Le roman s’attache à tous les points de vue. On voit Raphaël se débattre entre sa loyauté, sa culpabilité et son désir de paternité — lui qui rêve simplement « d’entendre des cris, voir des enfants courir d’une pièce à l’autre ». On voit Ève, Supérieure déchue, marquée par un passage en Refuge, tentant de rester droite dans un système qui l’a déjà humiliée. On comprend peu à peu que les véritables condamnées sont les femmes : un faux pas, et ce sont les Refuges pour les enfants, les usines-musées pour les mères. « Les usines-musées sont une sorte de prison de jour où les Supérieurs déchus doivent travailler à la chaîne ».
Quand Ève tombe enceinte de Raphaël, tout se crispe. Non unie, elle risque de perdre son bébé et son statut. Raphaël, terrifié, promet : « Je vais trouver une solution ». Et, comme si le Diable s’acharnait, Mia révèle à son tour sa grossesse… de Clément. Le système a voulu verrouiller les corps, les cœurs ont tout fait exploser.
Une narration polyphonique très incarnée
Ce qui frappe, c’est la façon dont Brigitte Moreau alterne les focalisations. Chaque personnage a sa cohérence, ses contradictions. Clément, brillant Supérieur prisonnier d’un mariage sans amour, remplit un formulaire de désunion le cœur battant, partageant avec le lecteur ses doutes très concrets : liberté, oui, mais à quel prix ? La tension narrative monte lorsque les quatre amants décident de fuir.
D’abord par la forêt, au risque des chiens et de la milice ; puis, grâce au frère de Mia, fonctionnaire exemplaire, mais pas dupe, par de faux Pédigrées d’Inférieurs. La scène à la gare est particulièrement réussie : « Les deux femmes se tiennent par le bras et gloussent d’excitation… Ils ne peuvent plus reculer ». Le roman joue ici pleinement la carte du page-turner, tout en gardant ses enjeux politiques en ligne de mire.

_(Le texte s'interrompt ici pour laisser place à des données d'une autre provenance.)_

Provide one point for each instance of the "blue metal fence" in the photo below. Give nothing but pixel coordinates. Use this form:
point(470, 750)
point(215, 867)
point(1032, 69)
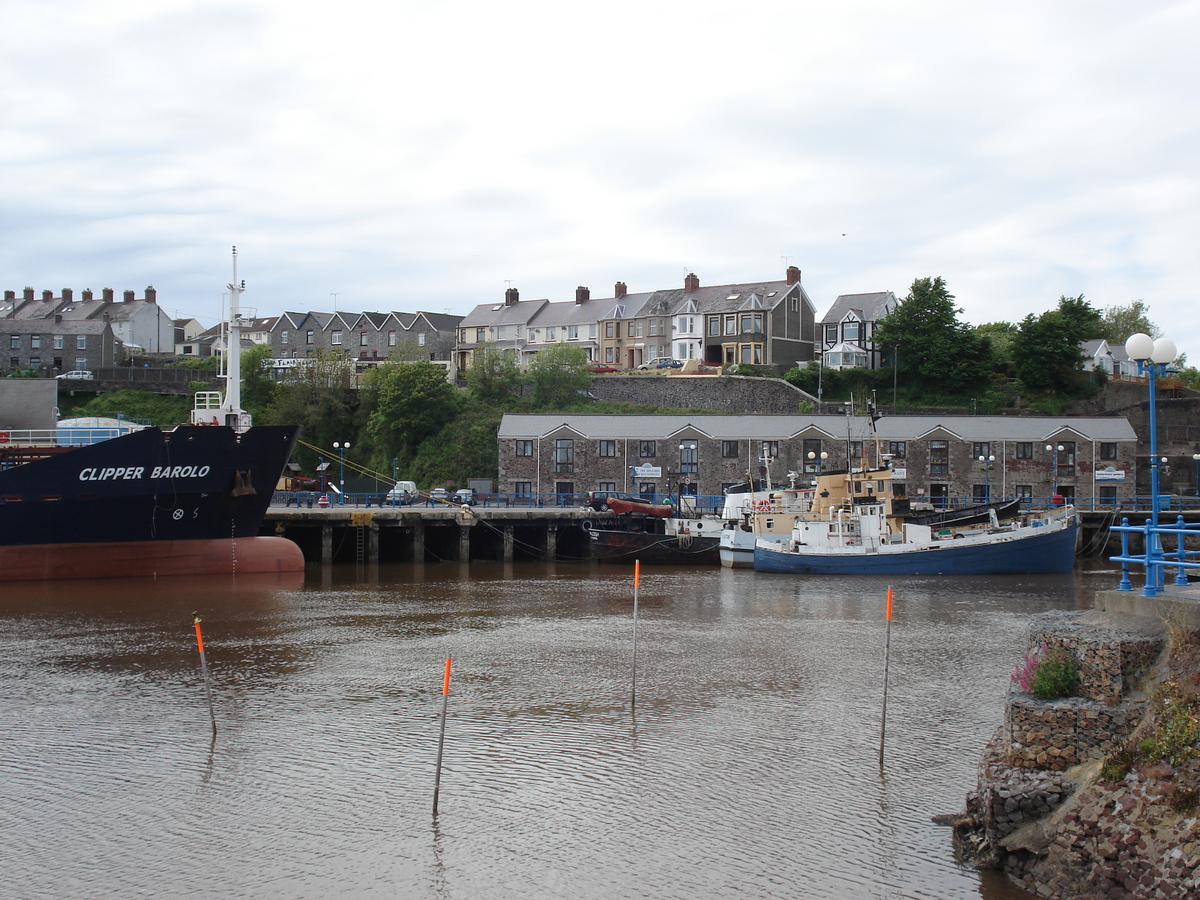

Moreau a l’intelligence de ne pas offrir une seule issue. Raphaël et Ève, après un passage tendu au poste-frontière, finissent par quitter l’État : « La voiture démarre, elle franchit la barrière. Ils ont officiellement quitté l’État… C’est pour eux qu’il fait ce sacrifice et ils en valent la peine ». Mia et Clément, eux, choisissent de rester et d’obtenir leur union « de seconde main », au terme d’une scène d’enchères presque cynique à la maison communale.
Un style redoutablement efficace
La langue est limpide, très lisible, mais jamais plate. Brigitte Moreau mêle phrases longues, immersives, et répliques tranchantes. Elle affectionne les anaphores du type « Si… Si… Si… » pour traduire les rêveries et les conditionnels impossibles de ses héroïnes. Les dialogues sonnent juste, naturels, parfois légèrement ironiques — notamment dans les échanges entre Clément et Victoire ou entre Mia et son frère.
Le roman repose aussi sur des images simples, mais fortes : la maison de Raphaël qui se transforme en « zone sinistrée » entre une mère envahissante et une épouse désespérée ; les Refuges, observés d’abord de loin, puis évoqués de l’intérieur par Ève, qui en connaît les règles implacables. On est dans une dystopie très proche de nous, sans jargon, où chaque détail administratif — un formulaire, un dossier, une note, une dot — devient une petite lame plantée dans la chair des personnages.
Et le Diable, dans tout ça ? Il n’apparaît jamais en figure surnaturelle. Il circule plutôt dans les phrases de Raphaël (« les femmes de cette maison ont le diable au corps ! »), dans les petites lâchetés, dans les compromis qu’impose le système. Jusqu’à ce sourire final, presque malicieux, quand Mia et Ève constatent la bizarrerie de leur configuration : « Toi avec mon ex-époux, moi avec mon ex-amant. Et le pire, c’est qu’on est tous restés amis ». Comme si, finalement, l’amour avait trouvé une façon de déjouer les règles, au nez et à la barbe du Diable.